One member of the council — the first week it will be Jim Hurley, who represents Ward 1 — along with representatives of the administration, will listen to the comments.
Council President Marco Sommerville said this will ''provide another layer to better assist the citizens of Akron.''Sommerville made the change in response to a petition drive by former Akron Councilman Ernie Tarle for a charter change that would require a half-hour public comment period during council meetings and 15 minutes during committee meetings.
The article seems to indicate that there will be a three-minute speaking time limit.Sommerville said the change would be an experiment and a group may still be formed to take a look at whether additional opportunities for comment are needed.
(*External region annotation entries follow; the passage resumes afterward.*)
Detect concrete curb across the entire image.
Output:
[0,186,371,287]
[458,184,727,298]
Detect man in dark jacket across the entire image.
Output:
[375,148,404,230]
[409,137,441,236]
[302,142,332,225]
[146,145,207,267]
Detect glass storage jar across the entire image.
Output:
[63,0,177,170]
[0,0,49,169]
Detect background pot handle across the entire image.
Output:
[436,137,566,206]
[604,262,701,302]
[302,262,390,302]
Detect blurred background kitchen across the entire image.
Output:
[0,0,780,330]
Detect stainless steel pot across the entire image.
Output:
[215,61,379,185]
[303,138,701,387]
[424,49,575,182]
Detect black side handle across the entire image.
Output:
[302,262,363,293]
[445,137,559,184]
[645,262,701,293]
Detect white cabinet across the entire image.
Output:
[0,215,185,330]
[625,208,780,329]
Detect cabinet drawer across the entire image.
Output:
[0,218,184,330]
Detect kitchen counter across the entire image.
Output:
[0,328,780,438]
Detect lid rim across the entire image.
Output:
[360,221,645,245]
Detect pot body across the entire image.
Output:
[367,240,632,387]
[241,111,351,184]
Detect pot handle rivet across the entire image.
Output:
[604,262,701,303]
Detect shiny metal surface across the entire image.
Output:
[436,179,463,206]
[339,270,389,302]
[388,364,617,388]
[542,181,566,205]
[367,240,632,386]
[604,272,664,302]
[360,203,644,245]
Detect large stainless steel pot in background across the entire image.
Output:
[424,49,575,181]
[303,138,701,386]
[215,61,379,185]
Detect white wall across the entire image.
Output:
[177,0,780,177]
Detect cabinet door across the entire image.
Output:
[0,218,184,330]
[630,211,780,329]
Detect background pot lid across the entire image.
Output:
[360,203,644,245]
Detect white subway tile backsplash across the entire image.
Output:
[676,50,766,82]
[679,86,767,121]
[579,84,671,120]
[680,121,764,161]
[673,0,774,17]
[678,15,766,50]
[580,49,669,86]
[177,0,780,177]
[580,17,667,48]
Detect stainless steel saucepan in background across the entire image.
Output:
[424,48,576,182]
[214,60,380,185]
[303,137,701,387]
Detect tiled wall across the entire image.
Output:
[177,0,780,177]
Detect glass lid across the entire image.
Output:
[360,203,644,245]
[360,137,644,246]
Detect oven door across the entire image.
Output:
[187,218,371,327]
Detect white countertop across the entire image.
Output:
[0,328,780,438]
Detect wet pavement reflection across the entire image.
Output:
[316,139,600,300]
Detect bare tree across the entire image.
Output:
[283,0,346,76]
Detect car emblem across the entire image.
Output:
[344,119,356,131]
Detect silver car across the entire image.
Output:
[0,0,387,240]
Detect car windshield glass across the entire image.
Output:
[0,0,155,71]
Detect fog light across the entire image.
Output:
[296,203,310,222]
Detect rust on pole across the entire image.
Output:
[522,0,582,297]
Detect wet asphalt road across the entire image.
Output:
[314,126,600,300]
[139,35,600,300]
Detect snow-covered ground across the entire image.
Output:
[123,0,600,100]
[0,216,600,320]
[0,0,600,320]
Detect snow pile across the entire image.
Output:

What I really like about this story is that the change was driven by a voter, albeit a former member of Akron's city council. Personally, I don't think matters should have to go to a petition drive in order to get changes but never say never - there can be those times (whether I'm on or off council). However, in this instance, the current Council President appears to be implementing the full request made by the former council member.
I have not followed this debate in Akron, but I wanted to highlight this article as an example of how to change government.